The Los Angeles Times has an interesting article today by Nicholas Goldberg about the Pledge of Allegiance. Goldberg praises those independent-minded students and parents who have challenged its enforcement in public (i.e., government) schools.
The Pledge of Allegiance has been used as a symbol of patriotism for more than 100 years. Today, it is recited by children in public schools and and also by adults at various events.
Conservatives are among the most ardent proponents of the Pledge. That’s ironic because it was written by a self-avowed socialist, a man named Edward Bellamy. Conservatives profess to oppose socialism and support “free enterprise.”
One of the funniest parts of the history of the Pledge was the manner in which public-school students were expected to recite it. American students were long expected to extend their right arms outward while reciting the Pledge. You know, like the Nazi salute. Officials decided, for appearance’s sake, to change it to the right hand over the heart.
Another interesting aspect to the Pledge is that our American ancestors lived without it for the first 100 years of American history. I guess proponents of the Pledge would say that they weren’t very patriotic.
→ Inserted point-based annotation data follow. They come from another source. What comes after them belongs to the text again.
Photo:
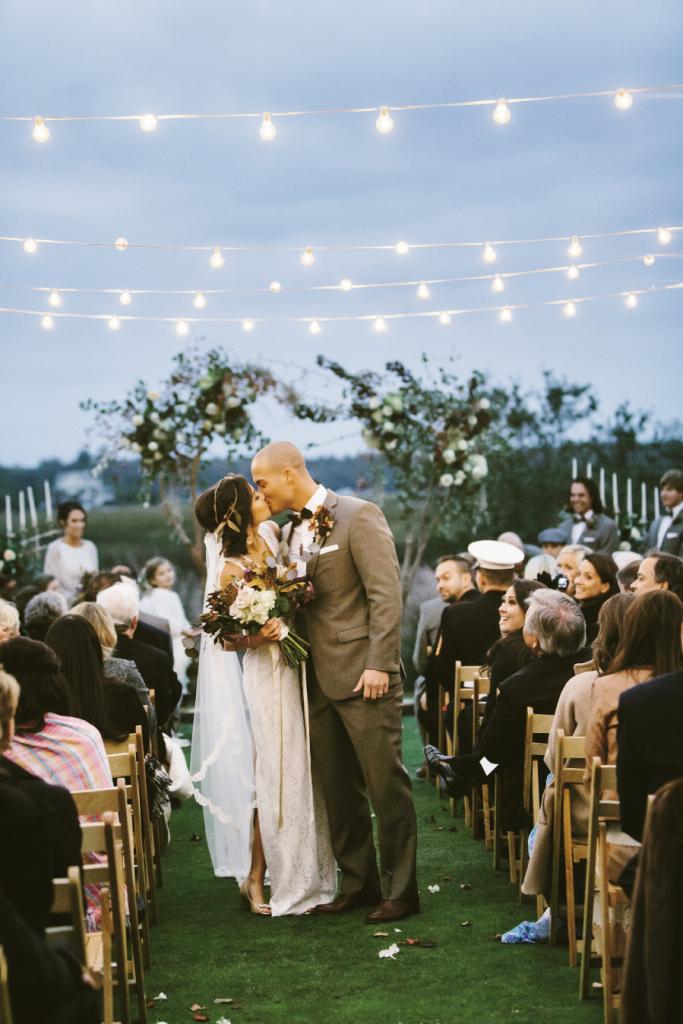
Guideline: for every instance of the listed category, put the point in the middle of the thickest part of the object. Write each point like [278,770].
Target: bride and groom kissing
[287,781]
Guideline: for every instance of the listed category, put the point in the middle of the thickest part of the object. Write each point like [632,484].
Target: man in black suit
[650,744]
[555,632]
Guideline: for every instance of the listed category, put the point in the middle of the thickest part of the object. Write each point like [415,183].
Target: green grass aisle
[313,971]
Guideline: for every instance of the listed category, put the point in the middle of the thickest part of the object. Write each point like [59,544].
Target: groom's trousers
[356,758]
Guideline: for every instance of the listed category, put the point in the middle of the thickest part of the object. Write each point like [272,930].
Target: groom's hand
[374,684]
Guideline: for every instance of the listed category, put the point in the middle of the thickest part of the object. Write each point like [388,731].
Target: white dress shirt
[667,521]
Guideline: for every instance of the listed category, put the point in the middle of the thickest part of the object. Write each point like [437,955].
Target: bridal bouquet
[272,591]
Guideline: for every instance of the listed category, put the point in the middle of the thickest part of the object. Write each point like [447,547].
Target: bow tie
[296,518]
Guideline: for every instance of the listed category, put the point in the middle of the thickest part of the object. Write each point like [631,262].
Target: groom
[354,686]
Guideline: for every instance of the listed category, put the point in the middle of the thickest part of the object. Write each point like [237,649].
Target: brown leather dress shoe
[345,902]
[392,909]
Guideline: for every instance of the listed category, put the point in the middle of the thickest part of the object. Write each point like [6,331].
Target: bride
[261,809]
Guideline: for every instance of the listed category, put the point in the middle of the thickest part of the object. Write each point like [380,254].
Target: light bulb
[575,248]
[623,99]
[267,130]
[41,132]
[488,254]
[502,113]
[148,122]
[384,123]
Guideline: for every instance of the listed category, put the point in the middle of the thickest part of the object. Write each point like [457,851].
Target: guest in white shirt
[71,556]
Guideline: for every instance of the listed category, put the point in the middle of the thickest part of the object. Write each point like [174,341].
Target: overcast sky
[556,169]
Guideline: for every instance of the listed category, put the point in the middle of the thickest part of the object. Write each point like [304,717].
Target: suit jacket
[673,539]
[650,744]
[354,622]
[601,534]
[468,630]
[536,685]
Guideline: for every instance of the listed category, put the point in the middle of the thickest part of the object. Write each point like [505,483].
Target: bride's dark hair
[226,507]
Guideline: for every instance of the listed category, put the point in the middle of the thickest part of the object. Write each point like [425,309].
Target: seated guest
[595,583]
[568,561]
[659,571]
[41,611]
[115,709]
[554,632]
[666,532]
[9,621]
[588,522]
[122,602]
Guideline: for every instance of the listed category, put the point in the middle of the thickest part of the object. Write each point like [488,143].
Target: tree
[206,398]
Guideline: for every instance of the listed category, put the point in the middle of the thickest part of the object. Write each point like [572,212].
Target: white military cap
[495,554]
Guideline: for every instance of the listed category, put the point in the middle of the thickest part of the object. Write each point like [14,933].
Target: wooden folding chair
[5,1007]
[568,772]
[120,866]
[597,950]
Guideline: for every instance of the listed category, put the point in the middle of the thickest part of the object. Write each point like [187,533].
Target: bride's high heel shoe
[261,908]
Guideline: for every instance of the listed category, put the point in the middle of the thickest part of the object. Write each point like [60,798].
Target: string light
[623,99]
[41,132]
[216,259]
[502,113]
[267,130]
[488,254]
[384,123]
[148,122]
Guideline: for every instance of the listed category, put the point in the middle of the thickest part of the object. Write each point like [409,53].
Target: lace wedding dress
[291,812]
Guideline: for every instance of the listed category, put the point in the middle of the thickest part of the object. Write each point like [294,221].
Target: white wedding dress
[291,812]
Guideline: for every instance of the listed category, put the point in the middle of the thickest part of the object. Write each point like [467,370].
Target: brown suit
[353,625]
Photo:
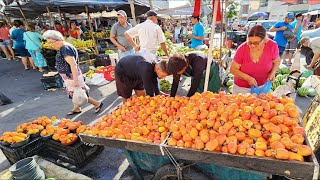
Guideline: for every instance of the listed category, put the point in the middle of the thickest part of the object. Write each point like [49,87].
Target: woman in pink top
[5,42]
[255,61]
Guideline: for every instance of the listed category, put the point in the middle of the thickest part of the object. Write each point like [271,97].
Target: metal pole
[50,18]
[60,14]
[90,25]
[20,8]
[133,14]
[150,4]
[221,28]
[213,29]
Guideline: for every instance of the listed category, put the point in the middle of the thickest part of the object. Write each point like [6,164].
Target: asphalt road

It is also interesting to note that the Pledge came into existence during the time that American socialists were moving the country in the direction of a welfare state. In 1913, for example, the Sixteenth Amendment (progressive income taxation) to the Constitution was enacted and the Federal Reserve System was called into existence. That was followed by the economic revolution that took place in the 1930s that converted America into a welfare state, which is a variation of socialism.
Another interesting part of all this was public (i.e., government) schooling itself. Goldberg fails to note that public schooling is itself a socialist system. In fact, it would be difficult to find a better example of a socialist system than public schooling.
Public schools rely on coercion to get their customers. That’s what compulsory-attendance laws are all about. If parents don’t agree to subject their children to the state’s educational system, the state targets them with incarceration and fines.
With public schooling, the state plans the education of students in a command-and-control fashion that is characteristic of socialist central planning.
The state decides what children are to be taught in its schools. It selects the textbooks. It sets the curriculum. It hires the teachers. Its strict system of regimentation is what can be called “army-lite,” given its similarity to how the military “educates” recruits and draftees.
In fact, public schools in every country, including Cuba, North Korea, and the United States, are centers of indoctrination. The goal of the state in every country is to produce good, little, compliant, submissive, passive, and obedient citizens who do not challenge things at a fundamental level and who are inculcated with mindsets of deference to authority.
Thus, given this goal, it is not difficult to see how the Pledge of Allegiance fits into this overall system of state indoctrination. It is also not difficult to see how effective the state’s indoctrination has been, given the fierce devotion to the Pledge displayed by so many American adults as well as their extreme deference to the authority of the welfare-warfare state, especially the military-intelligence establishment.
Goldberg is right to praise those independent-minded students who have challenged the forced recitation of the Pledge of Allegiance. Unfortunately, however, he is unable to take the matter to a higher level and challenge the socialist concept of public (i.e., government) schooling itself.